If you're actually back.. that would be fantastic. I love your stuff. Possibly hard to grasp concepts broken down into bytesized pieces, for the rest of us to process. Keep up the amazing work, hope to see more of you!
It is one of the best videos I could find for that topic. I think that the short debunking at the end for the "logical cores" term was very important. Most of the videos, articles talk about HT (Intel's SMT) as "it adds logical cores so the CPU is much faster" that is wrong in that way. Thank you for the excellent overview.

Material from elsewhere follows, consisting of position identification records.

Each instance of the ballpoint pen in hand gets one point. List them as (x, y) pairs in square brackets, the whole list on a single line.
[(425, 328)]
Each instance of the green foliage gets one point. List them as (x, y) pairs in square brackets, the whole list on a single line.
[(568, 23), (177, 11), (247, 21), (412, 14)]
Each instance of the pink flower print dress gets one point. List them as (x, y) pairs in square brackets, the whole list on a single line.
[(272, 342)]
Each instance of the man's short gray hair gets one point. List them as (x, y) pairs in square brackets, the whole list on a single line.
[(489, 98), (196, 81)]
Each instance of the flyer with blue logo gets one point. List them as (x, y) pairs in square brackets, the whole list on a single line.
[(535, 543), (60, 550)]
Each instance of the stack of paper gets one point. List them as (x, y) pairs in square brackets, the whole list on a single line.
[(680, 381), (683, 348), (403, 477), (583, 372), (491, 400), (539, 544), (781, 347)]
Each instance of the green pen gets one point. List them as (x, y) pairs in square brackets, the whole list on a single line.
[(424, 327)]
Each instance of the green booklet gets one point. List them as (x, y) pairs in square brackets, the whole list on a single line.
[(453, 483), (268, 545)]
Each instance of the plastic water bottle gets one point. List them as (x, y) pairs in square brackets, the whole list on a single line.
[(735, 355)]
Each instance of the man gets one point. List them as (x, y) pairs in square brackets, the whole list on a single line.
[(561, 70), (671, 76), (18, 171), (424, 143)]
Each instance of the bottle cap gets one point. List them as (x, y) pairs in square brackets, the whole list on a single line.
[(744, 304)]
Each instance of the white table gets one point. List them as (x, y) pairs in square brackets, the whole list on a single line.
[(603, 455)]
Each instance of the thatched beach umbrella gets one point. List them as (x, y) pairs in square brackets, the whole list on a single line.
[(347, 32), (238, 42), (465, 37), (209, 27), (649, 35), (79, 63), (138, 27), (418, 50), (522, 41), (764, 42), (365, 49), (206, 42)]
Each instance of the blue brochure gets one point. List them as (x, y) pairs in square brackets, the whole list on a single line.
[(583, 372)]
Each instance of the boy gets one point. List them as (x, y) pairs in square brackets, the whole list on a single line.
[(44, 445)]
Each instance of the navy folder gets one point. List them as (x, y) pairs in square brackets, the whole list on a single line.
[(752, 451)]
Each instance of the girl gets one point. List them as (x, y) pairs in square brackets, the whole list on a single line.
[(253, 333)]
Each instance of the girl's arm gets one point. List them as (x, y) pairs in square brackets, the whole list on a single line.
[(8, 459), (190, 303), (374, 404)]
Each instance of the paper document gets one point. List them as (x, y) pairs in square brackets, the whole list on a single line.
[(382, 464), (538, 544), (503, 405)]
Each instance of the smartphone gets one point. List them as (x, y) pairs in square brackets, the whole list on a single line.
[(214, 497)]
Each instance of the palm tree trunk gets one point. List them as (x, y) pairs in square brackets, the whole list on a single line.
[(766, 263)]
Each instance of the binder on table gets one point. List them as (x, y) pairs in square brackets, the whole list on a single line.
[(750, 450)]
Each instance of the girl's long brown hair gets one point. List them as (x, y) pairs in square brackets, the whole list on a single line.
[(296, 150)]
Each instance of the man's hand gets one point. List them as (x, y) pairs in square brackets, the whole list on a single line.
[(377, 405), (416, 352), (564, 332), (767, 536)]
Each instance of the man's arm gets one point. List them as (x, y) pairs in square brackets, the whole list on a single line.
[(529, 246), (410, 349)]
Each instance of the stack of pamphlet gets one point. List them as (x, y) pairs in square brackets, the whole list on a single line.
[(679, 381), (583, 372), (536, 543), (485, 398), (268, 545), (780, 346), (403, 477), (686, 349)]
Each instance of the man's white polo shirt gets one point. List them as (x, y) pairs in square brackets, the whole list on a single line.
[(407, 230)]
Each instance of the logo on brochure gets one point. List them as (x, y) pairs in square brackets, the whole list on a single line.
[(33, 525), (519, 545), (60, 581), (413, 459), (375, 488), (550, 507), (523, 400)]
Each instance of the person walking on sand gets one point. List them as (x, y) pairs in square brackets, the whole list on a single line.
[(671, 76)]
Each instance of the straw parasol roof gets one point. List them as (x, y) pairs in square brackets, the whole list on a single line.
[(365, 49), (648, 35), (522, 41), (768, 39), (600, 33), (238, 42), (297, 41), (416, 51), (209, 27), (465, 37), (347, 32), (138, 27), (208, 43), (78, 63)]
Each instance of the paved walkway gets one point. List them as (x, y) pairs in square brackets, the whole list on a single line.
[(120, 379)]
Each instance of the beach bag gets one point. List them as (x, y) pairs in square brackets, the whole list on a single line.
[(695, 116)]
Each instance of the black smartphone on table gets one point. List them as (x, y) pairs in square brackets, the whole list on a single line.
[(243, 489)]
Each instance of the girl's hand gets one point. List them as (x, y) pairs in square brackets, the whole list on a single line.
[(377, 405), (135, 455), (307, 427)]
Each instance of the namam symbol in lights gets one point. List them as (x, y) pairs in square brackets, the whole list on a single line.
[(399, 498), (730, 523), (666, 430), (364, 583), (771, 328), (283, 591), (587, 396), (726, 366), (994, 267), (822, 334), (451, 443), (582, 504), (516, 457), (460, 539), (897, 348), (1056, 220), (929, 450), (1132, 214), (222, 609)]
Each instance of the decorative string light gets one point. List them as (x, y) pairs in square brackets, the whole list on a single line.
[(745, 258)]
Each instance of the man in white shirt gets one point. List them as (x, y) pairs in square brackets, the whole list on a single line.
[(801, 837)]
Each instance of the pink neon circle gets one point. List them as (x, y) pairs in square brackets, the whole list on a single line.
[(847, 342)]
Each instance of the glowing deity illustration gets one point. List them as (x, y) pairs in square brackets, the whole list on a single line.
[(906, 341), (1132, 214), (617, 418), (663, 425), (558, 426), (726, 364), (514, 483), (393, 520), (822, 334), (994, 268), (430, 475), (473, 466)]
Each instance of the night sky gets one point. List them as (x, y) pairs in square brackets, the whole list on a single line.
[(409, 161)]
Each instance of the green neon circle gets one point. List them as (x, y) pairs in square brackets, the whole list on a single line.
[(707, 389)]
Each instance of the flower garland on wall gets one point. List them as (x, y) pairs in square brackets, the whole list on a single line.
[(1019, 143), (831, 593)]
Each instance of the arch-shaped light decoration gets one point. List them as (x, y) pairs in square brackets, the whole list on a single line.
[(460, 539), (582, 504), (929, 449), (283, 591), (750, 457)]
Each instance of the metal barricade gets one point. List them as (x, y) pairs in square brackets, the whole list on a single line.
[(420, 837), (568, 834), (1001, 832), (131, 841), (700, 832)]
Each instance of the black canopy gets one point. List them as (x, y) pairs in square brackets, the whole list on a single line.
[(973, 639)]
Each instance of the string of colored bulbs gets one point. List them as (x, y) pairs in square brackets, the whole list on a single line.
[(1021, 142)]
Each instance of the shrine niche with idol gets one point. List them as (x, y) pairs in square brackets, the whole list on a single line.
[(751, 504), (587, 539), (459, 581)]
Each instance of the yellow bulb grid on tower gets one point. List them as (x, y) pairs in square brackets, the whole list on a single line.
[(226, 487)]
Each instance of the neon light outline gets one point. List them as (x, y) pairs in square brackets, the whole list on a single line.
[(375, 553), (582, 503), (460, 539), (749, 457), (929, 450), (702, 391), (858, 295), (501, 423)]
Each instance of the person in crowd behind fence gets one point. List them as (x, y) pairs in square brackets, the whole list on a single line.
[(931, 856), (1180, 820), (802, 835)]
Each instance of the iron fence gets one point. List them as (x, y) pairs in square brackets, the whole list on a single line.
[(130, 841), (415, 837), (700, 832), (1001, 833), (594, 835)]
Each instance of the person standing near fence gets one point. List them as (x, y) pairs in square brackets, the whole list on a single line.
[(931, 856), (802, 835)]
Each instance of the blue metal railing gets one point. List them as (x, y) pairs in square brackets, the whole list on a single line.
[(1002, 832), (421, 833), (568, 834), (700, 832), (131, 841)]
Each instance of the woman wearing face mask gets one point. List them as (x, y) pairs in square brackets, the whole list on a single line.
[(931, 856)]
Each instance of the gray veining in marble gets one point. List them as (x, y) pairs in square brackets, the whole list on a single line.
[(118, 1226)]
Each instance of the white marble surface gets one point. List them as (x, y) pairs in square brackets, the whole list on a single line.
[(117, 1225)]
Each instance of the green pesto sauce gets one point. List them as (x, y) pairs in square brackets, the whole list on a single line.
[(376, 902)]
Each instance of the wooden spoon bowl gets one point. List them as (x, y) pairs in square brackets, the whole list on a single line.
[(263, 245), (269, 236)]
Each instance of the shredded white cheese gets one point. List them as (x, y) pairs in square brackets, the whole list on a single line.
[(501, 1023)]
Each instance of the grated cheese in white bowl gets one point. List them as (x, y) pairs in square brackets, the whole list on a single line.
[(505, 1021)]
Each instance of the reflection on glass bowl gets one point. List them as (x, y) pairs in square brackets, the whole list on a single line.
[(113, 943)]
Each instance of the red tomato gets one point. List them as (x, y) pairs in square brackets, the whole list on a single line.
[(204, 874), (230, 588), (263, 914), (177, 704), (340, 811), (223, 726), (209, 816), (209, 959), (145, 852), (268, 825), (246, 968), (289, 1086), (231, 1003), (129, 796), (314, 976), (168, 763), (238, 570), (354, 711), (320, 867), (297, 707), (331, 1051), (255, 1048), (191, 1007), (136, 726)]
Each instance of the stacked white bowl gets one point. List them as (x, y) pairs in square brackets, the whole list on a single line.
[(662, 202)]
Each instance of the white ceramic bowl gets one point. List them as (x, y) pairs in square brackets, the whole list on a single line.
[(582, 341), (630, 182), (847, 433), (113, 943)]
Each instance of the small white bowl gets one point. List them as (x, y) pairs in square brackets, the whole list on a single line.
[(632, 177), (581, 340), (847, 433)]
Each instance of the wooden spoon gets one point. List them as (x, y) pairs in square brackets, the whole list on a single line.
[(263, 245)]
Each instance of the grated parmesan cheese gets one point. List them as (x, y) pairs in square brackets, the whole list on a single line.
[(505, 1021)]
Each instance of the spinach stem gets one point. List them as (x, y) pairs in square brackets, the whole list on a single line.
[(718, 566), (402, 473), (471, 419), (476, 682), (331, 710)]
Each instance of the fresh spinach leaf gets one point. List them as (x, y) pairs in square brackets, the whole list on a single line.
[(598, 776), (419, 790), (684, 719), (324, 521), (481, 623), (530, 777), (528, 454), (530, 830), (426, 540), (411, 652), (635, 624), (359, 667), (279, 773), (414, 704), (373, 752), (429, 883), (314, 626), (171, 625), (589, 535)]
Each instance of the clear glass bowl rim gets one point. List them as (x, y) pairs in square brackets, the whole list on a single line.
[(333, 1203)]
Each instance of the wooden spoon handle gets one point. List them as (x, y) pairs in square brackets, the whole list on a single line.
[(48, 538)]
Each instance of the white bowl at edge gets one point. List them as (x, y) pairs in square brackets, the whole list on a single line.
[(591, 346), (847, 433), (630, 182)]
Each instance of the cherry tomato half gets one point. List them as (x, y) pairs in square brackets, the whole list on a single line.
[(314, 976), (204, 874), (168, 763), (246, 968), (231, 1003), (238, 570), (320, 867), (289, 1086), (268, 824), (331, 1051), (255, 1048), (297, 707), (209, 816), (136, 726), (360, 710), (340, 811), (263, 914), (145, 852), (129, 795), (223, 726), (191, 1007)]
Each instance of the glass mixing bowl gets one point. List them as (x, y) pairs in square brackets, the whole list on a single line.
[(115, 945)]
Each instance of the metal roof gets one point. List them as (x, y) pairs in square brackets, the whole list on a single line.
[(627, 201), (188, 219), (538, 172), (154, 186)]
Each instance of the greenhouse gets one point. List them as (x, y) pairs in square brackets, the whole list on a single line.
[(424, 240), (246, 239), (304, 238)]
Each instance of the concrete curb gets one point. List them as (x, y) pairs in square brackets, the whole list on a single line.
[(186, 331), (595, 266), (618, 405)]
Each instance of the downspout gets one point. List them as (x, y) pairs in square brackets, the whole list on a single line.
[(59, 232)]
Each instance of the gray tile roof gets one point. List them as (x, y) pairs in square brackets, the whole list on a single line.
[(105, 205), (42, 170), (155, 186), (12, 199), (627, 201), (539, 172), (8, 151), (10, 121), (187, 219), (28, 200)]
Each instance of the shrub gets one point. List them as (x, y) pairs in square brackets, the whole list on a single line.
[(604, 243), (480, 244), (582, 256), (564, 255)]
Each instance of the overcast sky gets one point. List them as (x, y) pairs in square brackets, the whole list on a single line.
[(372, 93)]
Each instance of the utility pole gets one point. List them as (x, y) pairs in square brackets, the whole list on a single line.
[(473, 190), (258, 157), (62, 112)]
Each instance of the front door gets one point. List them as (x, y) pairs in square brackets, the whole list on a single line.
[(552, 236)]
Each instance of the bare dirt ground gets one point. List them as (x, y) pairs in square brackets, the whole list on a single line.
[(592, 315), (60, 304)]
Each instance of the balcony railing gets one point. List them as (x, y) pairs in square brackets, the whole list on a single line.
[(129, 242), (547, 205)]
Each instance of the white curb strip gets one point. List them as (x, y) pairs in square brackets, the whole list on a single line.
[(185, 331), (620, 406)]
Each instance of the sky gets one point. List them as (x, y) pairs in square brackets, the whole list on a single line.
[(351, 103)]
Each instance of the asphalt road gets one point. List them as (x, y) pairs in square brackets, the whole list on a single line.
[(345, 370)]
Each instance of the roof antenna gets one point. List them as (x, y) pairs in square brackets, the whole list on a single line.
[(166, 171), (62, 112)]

Not quite. SMT implementations often do duplicate resources. You minimum you need a second program counter. And many in-order implementation end up duplicating register files (or having extended window sets) And while SMT does allow threads to share/split hardware resources, that's often not where the performance gains typically come from, Though it is easier to get additional IPC if you are pulling from 2,4, or 8 dependency graphs rather than one. A lot of it comes from being able to keep busy while waiting on memory latency, hence why Mainframe chips and GPU's support 8 contexts at once. And from the program perspective, instructions never execute willy-nilly. The tomsulo algorithm for out of order introduces another 2 stages to Fetch-Decode-Execute-Write. You now get Fetch-Decode-Rename-Execute-Write-Commit, and you always commit in-order, SMT does drop nicely out of this without a lot of extra transistors needed, but works best when you have an abundance or physical resources (reservation stations, ROB's, and execution pipelines) Also a context switch doesn't just flush the pipeline, it has to save the architectural state. (You've got to clear the workbench before changing project or the parts for one thing will end up in another) The reason that two threads can't co-exist on a single logical processor normally is pretty simple. It's like two people trying to use the same desk to get work done. Without some sort of prior agreement you'll set something down, then the other guy will set something on top if it, and you'll be sending someone else's personal love letter out to be photocopied and distributed as an office memo. Not to mention it doesn't really make sense as you only have one program counter and you can only tick along it to jump to a specific other place. The example you show at 13:50 is a general concurrency problem, and not solved by SMT or context switching. Hence why most ISA's have a conventional calling format which lets you call functions in the same context without them stomping over registers the callee will need upon return. And I feel there's some conflation here between the OS scheduler which allows concurrency/multitasking, and the hardware mechanism for keeping the architectural visible resources of SMT threads separated. So far as the scheduler is concerned each logical thread is a core, if the OS is SMT aware it can be a little smarter how it spreads things out, but isn't necessary for the scheduler to function.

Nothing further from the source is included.